En este clima hostil, donde se castiga al que duda y se anula o se desprecia al que no se alinea, el gesto de Cercas —un escritor ateo escribiendo sobre la fe— y el de Francisco —un Papa que habló con todos— resultan profundamente contraculturales.

Que un ateo escriba sobre el Papa puede parecer una contradicción, pero en el caso del escritor español Javier Cercas se vuelve una posibilidad reveladora. El loco de Dios en el fin del mundo, libro editado por Random House, no es una biografía complaciente ni un panfleto espiritual. Es el intento de comprender a Jorge Mario Bergoglio —el hombre detrás de Papa Francisco— como una figura que rompió moldes, y a la vez, una excusa para indagar en las zonas inciertas de la condición humana. Desde la periferia de la fe, Cercas se anima a mirar un símbolo que durante siglos encarnó lo absoluto. Y lo hace con libertad, sin pedir permiso.

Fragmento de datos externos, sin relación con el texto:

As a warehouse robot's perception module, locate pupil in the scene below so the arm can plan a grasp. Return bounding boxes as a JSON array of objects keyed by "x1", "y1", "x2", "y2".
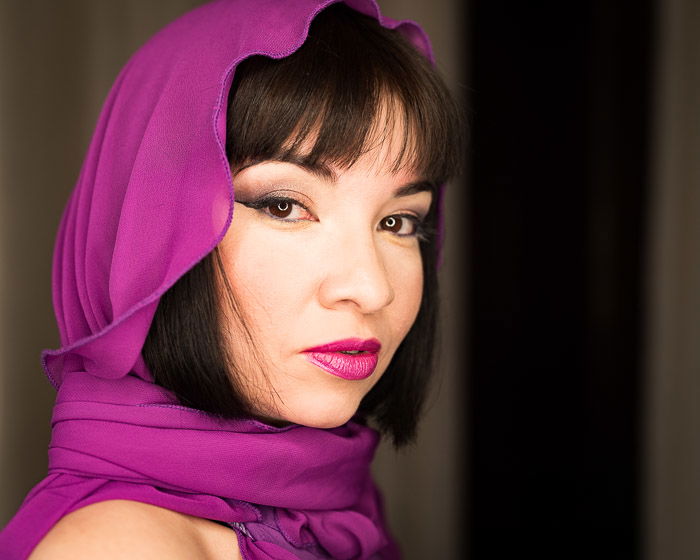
[{"x1": 268, "y1": 200, "x2": 292, "y2": 218}]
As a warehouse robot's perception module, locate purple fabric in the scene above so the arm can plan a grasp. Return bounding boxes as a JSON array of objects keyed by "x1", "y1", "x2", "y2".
[{"x1": 0, "y1": 0, "x2": 432, "y2": 560}]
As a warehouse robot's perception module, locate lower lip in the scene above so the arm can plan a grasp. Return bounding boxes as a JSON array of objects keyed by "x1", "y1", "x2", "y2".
[{"x1": 306, "y1": 352, "x2": 378, "y2": 380}]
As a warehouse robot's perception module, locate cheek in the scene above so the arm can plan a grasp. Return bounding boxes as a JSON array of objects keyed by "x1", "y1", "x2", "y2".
[
  {"x1": 224, "y1": 219, "x2": 308, "y2": 335},
  {"x1": 392, "y1": 247, "x2": 423, "y2": 342}
]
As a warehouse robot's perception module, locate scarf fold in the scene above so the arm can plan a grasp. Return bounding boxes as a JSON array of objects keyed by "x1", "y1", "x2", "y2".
[{"x1": 0, "y1": 0, "x2": 432, "y2": 560}]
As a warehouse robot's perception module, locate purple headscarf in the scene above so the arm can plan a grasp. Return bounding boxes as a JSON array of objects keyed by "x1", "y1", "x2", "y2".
[{"x1": 0, "y1": 0, "x2": 432, "y2": 560}]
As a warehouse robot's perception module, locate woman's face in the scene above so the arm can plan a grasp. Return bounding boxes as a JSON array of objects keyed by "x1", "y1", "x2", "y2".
[{"x1": 220, "y1": 138, "x2": 432, "y2": 428}]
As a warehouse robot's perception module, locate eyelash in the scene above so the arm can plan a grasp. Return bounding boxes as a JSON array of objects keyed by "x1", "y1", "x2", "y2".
[{"x1": 238, "y1": 196, "x2": 432, "y2": 241}]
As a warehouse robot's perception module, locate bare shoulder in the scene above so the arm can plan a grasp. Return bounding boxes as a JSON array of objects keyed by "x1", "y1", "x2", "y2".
[{"x1": 29, "y1": 500, "x2": 240, "y2": 560}]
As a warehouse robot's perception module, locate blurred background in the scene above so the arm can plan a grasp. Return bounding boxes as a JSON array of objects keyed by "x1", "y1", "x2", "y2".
[{"x1": 0, "y1": 0, "x2": 700, "y2": 560}]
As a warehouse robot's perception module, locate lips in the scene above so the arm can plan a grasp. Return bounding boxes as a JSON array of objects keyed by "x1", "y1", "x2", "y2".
[{"x1": 304, "y1": 338, "x2": 382, "y2": 380}]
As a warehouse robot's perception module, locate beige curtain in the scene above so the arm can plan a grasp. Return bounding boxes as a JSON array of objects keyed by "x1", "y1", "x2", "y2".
[
  {"x1": 0, "y1": 0, "x2": 465, "y2": 559},
  {"x1": 643, "y1": 0, "x2": 700, "y2": 560}
]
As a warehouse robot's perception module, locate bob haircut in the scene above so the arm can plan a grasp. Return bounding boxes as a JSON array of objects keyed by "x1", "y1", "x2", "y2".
[{"x1": 143, "y1": 4, "x2": 462, "y2": 447}]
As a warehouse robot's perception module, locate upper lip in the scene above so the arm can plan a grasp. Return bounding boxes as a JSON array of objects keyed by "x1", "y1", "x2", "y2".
[{"x1": 304, "y1": 338, "x2": 382, "y2": 352}]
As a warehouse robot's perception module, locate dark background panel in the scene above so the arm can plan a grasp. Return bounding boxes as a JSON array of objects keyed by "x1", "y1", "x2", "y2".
[{"x1": 468, "y1": 0, "x2": 652, "y2": 560}]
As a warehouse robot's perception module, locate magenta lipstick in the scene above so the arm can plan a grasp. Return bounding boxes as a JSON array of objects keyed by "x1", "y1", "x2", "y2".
[{"x1": 304, "y1": 338, "x2": 382, "y2": 380}]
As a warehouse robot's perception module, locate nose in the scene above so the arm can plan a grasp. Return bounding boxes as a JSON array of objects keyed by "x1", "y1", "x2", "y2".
[{"x1": 319, "y1": 230, "x2": 394, "y2": 314}]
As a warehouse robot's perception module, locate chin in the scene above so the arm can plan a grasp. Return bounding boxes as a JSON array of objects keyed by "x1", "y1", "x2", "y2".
[{"x1": 276, "y1": 403, "x2": 358, "y2": 429}]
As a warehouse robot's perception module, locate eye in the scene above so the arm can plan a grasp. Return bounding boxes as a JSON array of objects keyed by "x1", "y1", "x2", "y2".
[
  {"x1": 238, "y1": 196, "x2": 314, "y2": 222},
  {"x1": 379, "y1": 214, "x2": 421, "y2": 237}
]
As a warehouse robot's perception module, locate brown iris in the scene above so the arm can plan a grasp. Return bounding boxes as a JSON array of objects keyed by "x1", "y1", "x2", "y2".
[{"x1": 267, "y1": 200, "x2": 292, "y2": 218}]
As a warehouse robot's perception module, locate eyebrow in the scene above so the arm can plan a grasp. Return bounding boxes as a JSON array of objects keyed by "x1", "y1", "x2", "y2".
[{"x1": 239, "y1": 154, "x2": 436, "y2": 198}]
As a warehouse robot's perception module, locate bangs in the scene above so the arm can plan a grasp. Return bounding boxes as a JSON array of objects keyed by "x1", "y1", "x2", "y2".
[{"x1": 226, "y1": 4, "x2": 462, "y2": 184}]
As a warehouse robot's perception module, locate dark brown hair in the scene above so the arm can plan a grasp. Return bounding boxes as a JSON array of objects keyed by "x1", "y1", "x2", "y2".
[{"x1": 143, "y1": 4, "x2": 462, "y2": 446}]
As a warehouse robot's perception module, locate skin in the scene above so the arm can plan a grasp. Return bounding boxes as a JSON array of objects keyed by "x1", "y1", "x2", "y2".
[{"x1": 220, "y1": 139, "x2": 432, "y2": 428}]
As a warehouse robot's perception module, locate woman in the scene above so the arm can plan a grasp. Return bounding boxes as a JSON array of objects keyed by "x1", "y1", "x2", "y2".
[{"x1": 0, "y1": 0, "x2": 459, "y2": 560}]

El libro aparece en un momento clave: en medio del inesperado viaje del Papa a Mongolia, un gesto más de su obstinación por mirar a los márgenes del mundo cuando todos los reflectores están puestos en los centros de poder.

Desde los márgenes

En la lectura que Cercas propone, Francisco fue menos una autoridad y más un gesto. Un gesto incómodo, incluso dentro del Vaticano. Un Papa “del fin del mundo” bastante anticlerical, del sur global, de los márgenes culturales y económicos. Que habla de pobres, de homosexuales, de derechos sociales, de medio ambiente. Que se animó a tocar temas que la Iglesia siempre prefirió mantener bajo llave. En lugar de reforzar los muros de la tradición, eligió agrietarlos. Y eso, para muchos, fue y es peligroso.

La complejidad y las consignas

Vivimos tiempos donde el poder nos empuja a elegir entre bandos. Amigo o enemigo. Patriota o traidor. Casta o “Gente de bien”. La complejidad reemplazada por consignas. En este clima hostil, donde se castiga al que duda y se anula o se desprecia al que no se alinea, el gesto de Cercas —un escritor ateo escribiendo sobre la fe— y el de Francisco —un Papa que habló con todos— resultan profundamente contraculturales. Rompen con la lógica binaria. Invitan a pensar. Y eso incomoda.

El Eternauta y la nevada eterna

En ese sentido, hay algo del espíritu que vimos en El Eternauta latiendo en el fondo de esta historia. El héroe colectivo que resiste bajo la nevada, que no sabe del todo quién es el enemigo ni por qué lucha, pero sigue avanzando. La nevada, en este caso, es el clima de desconfianza, de ruido ideológico, de aislamiento emocional que hoy nos atraviesa. La intemperie cultural de un mundo que perdió la brújula. Y tanto Cercas como Francisco —desde lugares opuestos— parecen invitarnos a resistir esa nevada con humanidad, con dudas, con creatividad. Y con comunidad.

Periferia y cultura

No es casual que este encuentro entre un escritor agnóstico y un Papa argentino suceda desde los márgenes. Porque es desde ahí —desde la cultura, la periferia, la disidencia— donde hoy pueden nacer las preguntas que importan. No desde los púlpitos, los panelistas de la TV, ni desde los algoritmos o las redes (cloacales). Cercas no se convierte, ni pretende convertir a nadie. Pero abre una puerta. Como lo hizo Francisco cuando intenta desarmar la idea de una Iglesia como fortaleza y la piensa como hospital de campaña. (Aunque al día de hoy, podríamos conjeturar, los resultados aun no son los deseados por el jesuita de Flores.)

Algo de luz

En tiempos donde todo se reduce a trincheras, este libro no busca convencer, sino incomodar. Y en eso reside su potencia. Porque cuando un ateo escribe sobre el Papa y no cae ni en el desprecio ni en la devoción, lo que aparece es otra cosa: una conversación posible. Una grieta abierta no para dividir, sino para que entre algo de aire. O de luz.

El loco de Dios en el fin del mundo es, en definitiva, un acto de fe. Pero no de fe religiosa, sino de fe en la palabra, en la escucha, en el diálogo. Cercas escribe sin certezas, y Francisco predica sin condenas. Ambos, desde lugares distintos, se niegan a convertir el mundo en una disputa de antagonismos anacrónicos.

Quizás por eso, este libro no intenta acercarnos a Dios, sino ponernos más cerca esa frontera inquietante entre lo que creemos y lo que elegimos cuestionar. Mas Cerca de Cercas.

* El autor es director de FILMANDES.